Each approach to pediatric physical therapy varies and depends on the need of each child. For instance, treatment for children who have difficulty with movement and mobility will be geared towards improving range of motion. Physical therapists in Houston or anywhere else may start with something as simple as helping as teaching a child to grasp a pencil.
Introducing the various pencil grasp patterns is both creative and effective in developing a child’s most basic abilities. This seemingly mundane exercise is actually an important part of early childhood development particularly for children who experience fine motor problems. Pediatric physical therapy professionals in Stafford use pencil grasp patterns as an innovative and fun activity in order to develop gross motor skills with an emphasis on strengthening muscles on the shoulder and arms.
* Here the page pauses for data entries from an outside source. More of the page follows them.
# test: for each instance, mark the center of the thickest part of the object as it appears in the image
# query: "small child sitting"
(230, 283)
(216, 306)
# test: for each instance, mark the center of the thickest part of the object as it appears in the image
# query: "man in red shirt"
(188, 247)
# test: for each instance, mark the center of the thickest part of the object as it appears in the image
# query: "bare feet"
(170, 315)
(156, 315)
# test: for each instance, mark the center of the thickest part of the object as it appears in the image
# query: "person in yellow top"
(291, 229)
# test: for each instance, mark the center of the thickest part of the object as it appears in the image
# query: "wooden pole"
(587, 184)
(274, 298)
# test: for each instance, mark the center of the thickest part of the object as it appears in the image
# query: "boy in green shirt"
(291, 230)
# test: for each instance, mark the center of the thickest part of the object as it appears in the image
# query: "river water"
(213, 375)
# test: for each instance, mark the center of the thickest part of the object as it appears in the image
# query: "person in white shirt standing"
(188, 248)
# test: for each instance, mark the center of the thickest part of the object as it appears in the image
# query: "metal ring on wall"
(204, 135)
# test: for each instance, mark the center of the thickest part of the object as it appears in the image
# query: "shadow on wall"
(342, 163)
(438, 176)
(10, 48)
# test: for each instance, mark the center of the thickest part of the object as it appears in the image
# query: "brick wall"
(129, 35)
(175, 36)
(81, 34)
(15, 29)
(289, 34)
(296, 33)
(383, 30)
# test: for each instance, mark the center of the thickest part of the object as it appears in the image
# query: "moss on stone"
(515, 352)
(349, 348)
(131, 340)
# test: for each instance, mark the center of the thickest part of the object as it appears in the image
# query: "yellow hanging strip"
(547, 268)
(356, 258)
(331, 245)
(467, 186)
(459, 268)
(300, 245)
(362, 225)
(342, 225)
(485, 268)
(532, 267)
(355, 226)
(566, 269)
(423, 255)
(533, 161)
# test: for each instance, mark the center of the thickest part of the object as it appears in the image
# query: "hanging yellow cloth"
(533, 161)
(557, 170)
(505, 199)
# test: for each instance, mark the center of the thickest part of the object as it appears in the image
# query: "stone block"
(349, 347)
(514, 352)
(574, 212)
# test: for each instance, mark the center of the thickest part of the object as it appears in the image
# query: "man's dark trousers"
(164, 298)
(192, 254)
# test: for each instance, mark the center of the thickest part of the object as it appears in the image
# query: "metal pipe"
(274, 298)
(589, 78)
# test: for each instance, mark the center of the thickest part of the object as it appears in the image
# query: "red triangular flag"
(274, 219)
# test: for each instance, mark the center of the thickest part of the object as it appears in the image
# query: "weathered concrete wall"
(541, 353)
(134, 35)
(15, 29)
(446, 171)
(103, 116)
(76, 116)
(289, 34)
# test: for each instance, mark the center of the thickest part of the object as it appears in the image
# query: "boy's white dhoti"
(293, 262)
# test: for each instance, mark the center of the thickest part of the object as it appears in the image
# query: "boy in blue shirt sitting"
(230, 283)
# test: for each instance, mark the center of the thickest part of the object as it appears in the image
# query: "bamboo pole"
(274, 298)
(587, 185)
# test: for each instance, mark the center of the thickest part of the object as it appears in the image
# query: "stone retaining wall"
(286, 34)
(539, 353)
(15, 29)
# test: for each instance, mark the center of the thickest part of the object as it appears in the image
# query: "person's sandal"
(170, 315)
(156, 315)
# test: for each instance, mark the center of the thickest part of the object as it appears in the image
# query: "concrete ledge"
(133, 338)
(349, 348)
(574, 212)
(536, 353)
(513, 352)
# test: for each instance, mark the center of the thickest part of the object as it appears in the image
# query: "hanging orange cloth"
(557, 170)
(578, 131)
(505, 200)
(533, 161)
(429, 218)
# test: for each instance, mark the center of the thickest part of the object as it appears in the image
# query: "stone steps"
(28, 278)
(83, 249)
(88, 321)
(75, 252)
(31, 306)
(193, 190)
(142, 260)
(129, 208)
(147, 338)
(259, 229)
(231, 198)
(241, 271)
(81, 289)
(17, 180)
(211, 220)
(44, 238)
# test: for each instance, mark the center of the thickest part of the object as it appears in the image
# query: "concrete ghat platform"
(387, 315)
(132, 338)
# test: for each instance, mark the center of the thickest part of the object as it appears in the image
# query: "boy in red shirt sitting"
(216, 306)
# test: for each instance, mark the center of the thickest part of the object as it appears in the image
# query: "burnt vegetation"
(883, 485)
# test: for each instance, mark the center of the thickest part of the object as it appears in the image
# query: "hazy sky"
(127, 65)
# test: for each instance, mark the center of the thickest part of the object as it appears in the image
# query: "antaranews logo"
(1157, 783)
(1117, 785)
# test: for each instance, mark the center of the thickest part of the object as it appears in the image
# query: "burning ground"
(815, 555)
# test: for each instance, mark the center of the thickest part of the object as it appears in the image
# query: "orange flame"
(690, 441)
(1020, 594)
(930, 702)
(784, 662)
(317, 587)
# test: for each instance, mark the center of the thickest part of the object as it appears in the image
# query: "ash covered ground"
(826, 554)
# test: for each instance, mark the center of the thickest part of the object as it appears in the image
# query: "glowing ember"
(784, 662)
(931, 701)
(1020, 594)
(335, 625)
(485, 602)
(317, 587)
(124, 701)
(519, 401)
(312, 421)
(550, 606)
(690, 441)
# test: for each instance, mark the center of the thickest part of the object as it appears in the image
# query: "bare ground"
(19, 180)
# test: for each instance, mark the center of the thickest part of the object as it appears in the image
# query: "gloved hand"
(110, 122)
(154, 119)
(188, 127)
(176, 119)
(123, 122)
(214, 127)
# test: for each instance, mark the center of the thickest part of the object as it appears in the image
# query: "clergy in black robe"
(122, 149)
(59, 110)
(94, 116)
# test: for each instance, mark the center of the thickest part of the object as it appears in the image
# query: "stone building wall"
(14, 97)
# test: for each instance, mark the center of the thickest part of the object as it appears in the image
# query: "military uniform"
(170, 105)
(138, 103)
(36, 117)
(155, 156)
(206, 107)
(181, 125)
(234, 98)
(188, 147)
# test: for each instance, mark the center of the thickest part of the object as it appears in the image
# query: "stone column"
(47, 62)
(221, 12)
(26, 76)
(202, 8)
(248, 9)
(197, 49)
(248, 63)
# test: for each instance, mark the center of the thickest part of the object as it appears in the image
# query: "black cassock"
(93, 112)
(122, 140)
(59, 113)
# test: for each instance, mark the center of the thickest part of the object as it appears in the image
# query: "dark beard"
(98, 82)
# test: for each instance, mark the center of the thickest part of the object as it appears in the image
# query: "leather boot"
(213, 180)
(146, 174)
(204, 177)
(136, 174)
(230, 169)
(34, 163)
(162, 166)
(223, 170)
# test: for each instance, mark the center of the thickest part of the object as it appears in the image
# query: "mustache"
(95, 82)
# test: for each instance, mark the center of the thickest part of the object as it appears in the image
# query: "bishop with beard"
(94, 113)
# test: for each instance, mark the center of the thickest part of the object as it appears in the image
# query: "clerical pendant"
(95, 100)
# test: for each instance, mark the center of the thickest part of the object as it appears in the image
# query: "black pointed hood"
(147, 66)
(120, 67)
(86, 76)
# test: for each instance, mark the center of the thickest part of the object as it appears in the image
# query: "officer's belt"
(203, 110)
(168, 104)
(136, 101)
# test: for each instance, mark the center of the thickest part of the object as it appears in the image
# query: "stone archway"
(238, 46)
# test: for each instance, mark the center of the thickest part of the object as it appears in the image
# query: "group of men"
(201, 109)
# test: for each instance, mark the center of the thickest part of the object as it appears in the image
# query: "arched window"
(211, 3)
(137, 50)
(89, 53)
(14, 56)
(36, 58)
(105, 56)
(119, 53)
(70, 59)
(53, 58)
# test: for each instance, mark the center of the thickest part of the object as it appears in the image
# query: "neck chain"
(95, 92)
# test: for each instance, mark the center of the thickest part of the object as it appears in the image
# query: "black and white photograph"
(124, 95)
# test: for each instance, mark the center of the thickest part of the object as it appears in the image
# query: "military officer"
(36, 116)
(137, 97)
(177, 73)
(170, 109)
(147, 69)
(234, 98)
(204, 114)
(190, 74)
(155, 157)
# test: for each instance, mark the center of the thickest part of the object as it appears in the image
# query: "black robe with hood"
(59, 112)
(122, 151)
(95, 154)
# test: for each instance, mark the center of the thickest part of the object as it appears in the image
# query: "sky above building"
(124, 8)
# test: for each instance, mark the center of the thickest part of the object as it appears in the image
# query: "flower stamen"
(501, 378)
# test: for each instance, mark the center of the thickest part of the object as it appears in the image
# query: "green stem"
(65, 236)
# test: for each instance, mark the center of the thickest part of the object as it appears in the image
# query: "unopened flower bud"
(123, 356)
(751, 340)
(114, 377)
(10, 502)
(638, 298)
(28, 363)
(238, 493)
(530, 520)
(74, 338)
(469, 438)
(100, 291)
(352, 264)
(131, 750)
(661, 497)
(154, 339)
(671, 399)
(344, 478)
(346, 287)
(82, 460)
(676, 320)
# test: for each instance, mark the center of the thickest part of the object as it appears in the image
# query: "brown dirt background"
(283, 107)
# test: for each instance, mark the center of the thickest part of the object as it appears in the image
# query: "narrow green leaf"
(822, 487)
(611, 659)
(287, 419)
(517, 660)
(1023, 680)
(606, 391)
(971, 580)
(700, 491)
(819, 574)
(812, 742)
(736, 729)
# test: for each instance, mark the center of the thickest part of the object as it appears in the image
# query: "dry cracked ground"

Part of your child’s development will also include various stages of pencil grasp that will help them along in school. It is important that you do NOT force your young toddler to hold their writing tool the “proper way,” as this may cause more harm than good. Each stage serves its purpose and will depend on their shoulder and arm stability as well as strength.
Remember: It is very hard to change a poor pencil grasp later in life!
This a quick review of a developing child’s grasp pattern:
1st- You will see a “fisted grasp” where your child will move the crayon mostly with their shoulder.
2nd- Then comes the “palmar grasp” where the pencil lies across the palm of their hand and their elbow is held out to the side.
3rd- After that the “5 finger grasp” will develop. Here, the wrist is usually held off the table and wrist movements are used for coloring.
4-th- And finally, you should see a mature 3-finger pencil grip, more commonly known as the “tripod grasp”. With practice, your child will be using this grasp for writing and drawing.
Be aware that switching grasps is common and a mature 3 finger grasp is not typically seen until 5-6 years of age, and even older.